Most species of this family nest far north and are seen in the United States only when migrating. The curlews, godwits, the knot, and several sandpipers travel along our seacoasts but seldom through the Chicago region. The greater and the lesser yellowlegs, dowitcher, jacksnipe, sanderling, and five of the sandpipers are common or fairly common migrants observed by bird watchers here.

Along the shores of Lake Michigan and on mud flats around Wolf Lake and Lake Calumet, mixed flocks of these shore birds congregate to feed on small mollusks and crustaceans, worms, insects and little fish. It is fun to watch some kinds chase a receding wave and scamper back ahead of the next one. To the casual onlooker they all appear much alike except that some are larger than others and some, like the "teeter- tail, " have peculiar mannerisms.

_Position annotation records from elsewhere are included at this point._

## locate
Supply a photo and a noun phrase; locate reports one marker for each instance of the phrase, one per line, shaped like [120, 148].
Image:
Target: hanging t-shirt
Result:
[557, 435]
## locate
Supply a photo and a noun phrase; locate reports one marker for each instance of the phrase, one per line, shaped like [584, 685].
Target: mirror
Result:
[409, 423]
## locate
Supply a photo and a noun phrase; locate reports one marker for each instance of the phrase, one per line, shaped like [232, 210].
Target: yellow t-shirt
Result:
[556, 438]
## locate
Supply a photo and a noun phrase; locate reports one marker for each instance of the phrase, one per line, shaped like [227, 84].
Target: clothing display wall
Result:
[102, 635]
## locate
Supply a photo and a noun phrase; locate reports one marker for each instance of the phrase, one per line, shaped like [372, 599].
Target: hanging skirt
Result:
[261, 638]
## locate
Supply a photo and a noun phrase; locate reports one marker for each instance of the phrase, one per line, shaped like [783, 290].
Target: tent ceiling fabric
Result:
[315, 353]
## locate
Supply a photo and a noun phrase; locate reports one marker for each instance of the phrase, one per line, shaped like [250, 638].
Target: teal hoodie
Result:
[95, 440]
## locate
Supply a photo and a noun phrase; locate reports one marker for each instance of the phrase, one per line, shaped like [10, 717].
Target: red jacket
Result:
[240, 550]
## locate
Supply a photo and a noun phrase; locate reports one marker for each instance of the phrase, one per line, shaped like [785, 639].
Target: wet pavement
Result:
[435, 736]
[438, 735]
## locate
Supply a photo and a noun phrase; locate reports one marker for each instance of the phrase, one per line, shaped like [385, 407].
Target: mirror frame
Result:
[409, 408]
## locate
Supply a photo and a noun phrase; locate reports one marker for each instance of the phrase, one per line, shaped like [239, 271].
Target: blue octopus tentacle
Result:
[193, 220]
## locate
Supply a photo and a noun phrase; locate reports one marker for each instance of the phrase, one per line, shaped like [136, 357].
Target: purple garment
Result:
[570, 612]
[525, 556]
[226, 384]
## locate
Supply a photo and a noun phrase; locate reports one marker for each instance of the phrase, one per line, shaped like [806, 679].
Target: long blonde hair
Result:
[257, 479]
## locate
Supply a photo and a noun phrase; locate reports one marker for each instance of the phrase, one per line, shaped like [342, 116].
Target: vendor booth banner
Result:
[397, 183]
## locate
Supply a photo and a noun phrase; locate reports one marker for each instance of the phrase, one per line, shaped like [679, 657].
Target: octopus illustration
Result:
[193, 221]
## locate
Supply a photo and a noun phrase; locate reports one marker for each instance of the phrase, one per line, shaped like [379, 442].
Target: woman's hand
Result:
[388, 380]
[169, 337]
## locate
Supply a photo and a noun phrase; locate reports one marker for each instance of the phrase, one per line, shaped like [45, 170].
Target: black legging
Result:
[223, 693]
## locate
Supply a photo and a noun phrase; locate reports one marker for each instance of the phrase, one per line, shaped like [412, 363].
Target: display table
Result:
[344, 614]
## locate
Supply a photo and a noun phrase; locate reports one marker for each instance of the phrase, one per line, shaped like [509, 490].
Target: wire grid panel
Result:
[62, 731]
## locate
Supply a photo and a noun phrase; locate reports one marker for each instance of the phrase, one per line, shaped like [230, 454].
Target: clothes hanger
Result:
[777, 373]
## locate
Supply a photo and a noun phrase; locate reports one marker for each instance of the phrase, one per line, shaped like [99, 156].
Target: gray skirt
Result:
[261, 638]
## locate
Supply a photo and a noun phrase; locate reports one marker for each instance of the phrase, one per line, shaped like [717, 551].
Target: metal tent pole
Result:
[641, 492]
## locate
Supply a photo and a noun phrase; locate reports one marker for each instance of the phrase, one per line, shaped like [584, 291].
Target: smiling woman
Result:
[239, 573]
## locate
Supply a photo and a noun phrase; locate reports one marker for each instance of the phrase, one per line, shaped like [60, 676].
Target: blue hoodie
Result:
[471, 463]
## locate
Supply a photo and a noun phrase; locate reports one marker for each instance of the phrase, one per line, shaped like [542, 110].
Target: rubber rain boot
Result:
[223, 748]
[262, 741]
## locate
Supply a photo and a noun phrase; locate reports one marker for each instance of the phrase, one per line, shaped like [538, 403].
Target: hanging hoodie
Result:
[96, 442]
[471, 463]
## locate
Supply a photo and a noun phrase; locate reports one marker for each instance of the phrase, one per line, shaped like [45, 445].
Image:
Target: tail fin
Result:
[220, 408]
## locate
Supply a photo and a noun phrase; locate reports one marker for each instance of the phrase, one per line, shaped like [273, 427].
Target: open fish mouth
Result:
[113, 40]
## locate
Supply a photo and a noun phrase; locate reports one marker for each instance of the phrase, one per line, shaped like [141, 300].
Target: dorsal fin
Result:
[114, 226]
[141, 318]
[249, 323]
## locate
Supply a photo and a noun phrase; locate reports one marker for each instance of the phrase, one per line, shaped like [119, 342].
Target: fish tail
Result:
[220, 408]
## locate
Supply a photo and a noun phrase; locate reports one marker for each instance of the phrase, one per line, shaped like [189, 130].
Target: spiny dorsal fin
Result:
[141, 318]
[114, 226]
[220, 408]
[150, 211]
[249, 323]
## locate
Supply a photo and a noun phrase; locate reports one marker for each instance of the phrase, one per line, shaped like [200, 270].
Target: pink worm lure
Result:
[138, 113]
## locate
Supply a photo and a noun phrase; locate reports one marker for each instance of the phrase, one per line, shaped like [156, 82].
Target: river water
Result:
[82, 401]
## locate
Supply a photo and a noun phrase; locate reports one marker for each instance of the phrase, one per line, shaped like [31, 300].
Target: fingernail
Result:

In general, the sandpipers are small or medium in size. Their bills are slender and straight but vary considerably in length. They have long, pointed wings, short stiff tails, and relatively long skinny legs. The hind toes are short and the long front toes -- except, partially, on the little Semi-palmated Sandpiper -- are not webbed. All but one kind make shallow nests on the ground.

That exception is the Solitary Sandpiper. All of its eggs discovered so far were in deserted nests of other birds in Canada. During migrations it is commonly found here along streams and around woodland ponds. About 8 inches long and a little larger than the spotted sandpiper, it is distinguished by the habit, when alighting, of holding its wings high above the back for a moment and then, after folding them, of bobbing its head and bowing in an amusing manner.

The Least Sandpiper, about 6 inches long, and the semi-palmated, a trifle larger, are abundant here during migrations, and also, in grassy wetlands, the Pectoral Sandpiper which inflates its chest to utter sounds like someone blowing across the top of a bottle. The Upland Plover, formerly nesting and abundant on midwestern prairies, has become scarce because they were converted into farm lands and because -- like the woodcock, jacksnipe and some other species -- it was prized as a game bird and wantonly destroyed.